Christopher Storrs. The Resilience of the Spanish Monarchy, 1665-1700. Oxford, England: Oxford University Press, 2006. ISBN 978-0-19-924637-3. Maps. Notes. Bibliography. Index. Pp. xv, 271. $155.00.
Historians have traditionally seen Habsburg Spain as a declining Great Power in the late seventeenth century. Why? In 1659, Philip IV of Spain (1621-1665) concluded the Peace of the Pyrenees with France, ending four decades of conflict, including the Thirty Years War (1618-1648) and Franco-Spanish War (1635-1659). France had replaced Spain as the dominant power in Europe. Six years later, after the death of Philip IV, the four-year-old Carlos II and a regency government reigned over the Spanish Empire. Louis XIV of France launched the War of Devolution and invaded the Spanish Netherlands, Franche Comté, and Catalonia in 1667-1668. Spanish military weakness resulted in the Spanish monarchy having to accept Portuguese independence after a twenty-eight year war in 1668. France once again invaded the Spanish Netherlands and Franche Comté during the Dutch War (1672-1678), with Spain losing more territory in the Peace of Nijmegen. Spain then lost more land to France in the War of Reunions (1683-1684). Spain continued to lose territory in the Spanish Netherlands and Italy during the Nine Years War (1688-1697).
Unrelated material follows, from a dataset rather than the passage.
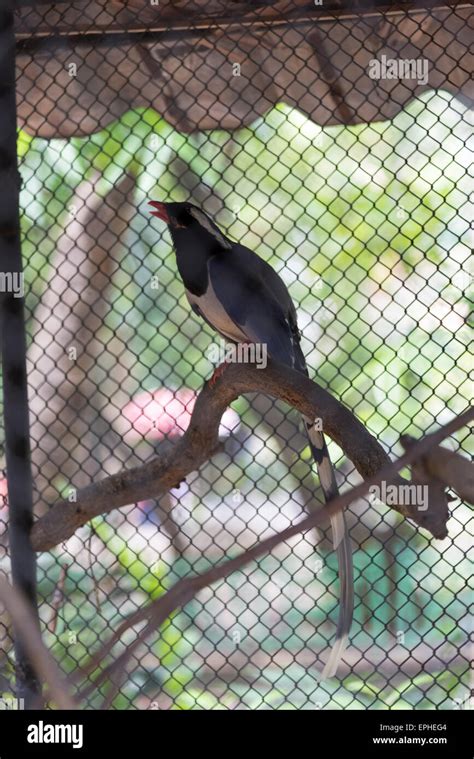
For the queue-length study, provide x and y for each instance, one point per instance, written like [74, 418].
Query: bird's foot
[217, 373]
Louis XIV of France and William III of the Maritime Powers were ready to carve up the perceived weak Spanish Empire in the Partition Treaties of 1698 and 1700. The Spanish monarchy under the Habsburg Carlos II was a shadow of its former self.
Dr Christopher Storrs, a Reader in History at the University of Dundee in Scotland, takes issue with past discussions of the decline of Spain in the late seventeenth century. Storrs is known for War, Diplomacy and the Rise of Savoy, 1690-1720 (1999) and numerous journal articles on Spanish foreign policy and military power during the reign of Carlos II, as well as the editor of The Fiscal-Military State in Eighteenth-Century Europe (2009). In the study under review the author argues that “the Monarchy inherited by Carlos II in 1665 remained largely intact on his death in 1700, was still the largest of the European overseas empires, and was even growing” (p.7). Spain had lost some territory in the late seventeenth century, but these losses were small chunks of land. Storrs professes that the major loss of territory, especially parts of the Spanish Empire in Europe (the Low Countries and Italy) was the consequence of Bourbon Spain’s participation in the War of the Spanish Succession (1701-1713/14). He stresses that these losses came under the leadership of the Bourbon King of Spain, Philip V, the grandson of Louis XIV.
Storrs examines Spain and its empire in the later seventeenth century. The author notes that revisionist historians have focused on Spanish politics, economics, and society during the last thirty years. He believes that they have failed to examine the larger picture of Spain and its security commitments to empire. Storrs, looking at the Spanish Empire, focusing mainly on Europe, explores the Spanish army, navy, finances, along with politics and government. He shows that Carlos II and his ministers concentrated on maintaining the security of the Spanish Empire. As a result, Spain joined anti-French coalitions to oppose the aggressive actions of Louis XIV. Storrs argues that historians have underestimated the important role played by Spain in the Wars of Louis XIV. He stresses that the Spanish Monarchy was the only power to simultaneously deploy forces to fight in Flanders, the Lower Rhine, Lombardy, and Catalonia. Sometimes these forces were not successful. But, with this military and naval commitment, Spain expected to play have a say in peace negotiations. Storrs does note that the strain of war shaped Spanish politics and society towards the end of the seventeenth century. Even so, the Spanish monarchy was successful in keeping the Spanish Empire in Europe and abroad largely intact.
This study is based on archival research in Spain, Italy, the Netherlands, and the United Kingdom. Storrs’ work is valuable for bringing to light the state of Spain’s army, navy, and finances during the reign of Carlos II. Historians have ignored the role that Spain played in international relations during this era for too long. This reviewer strongly recommends this work to students and scholars interested in early modern war and diplomacy, especially the Wars of Louis XIV.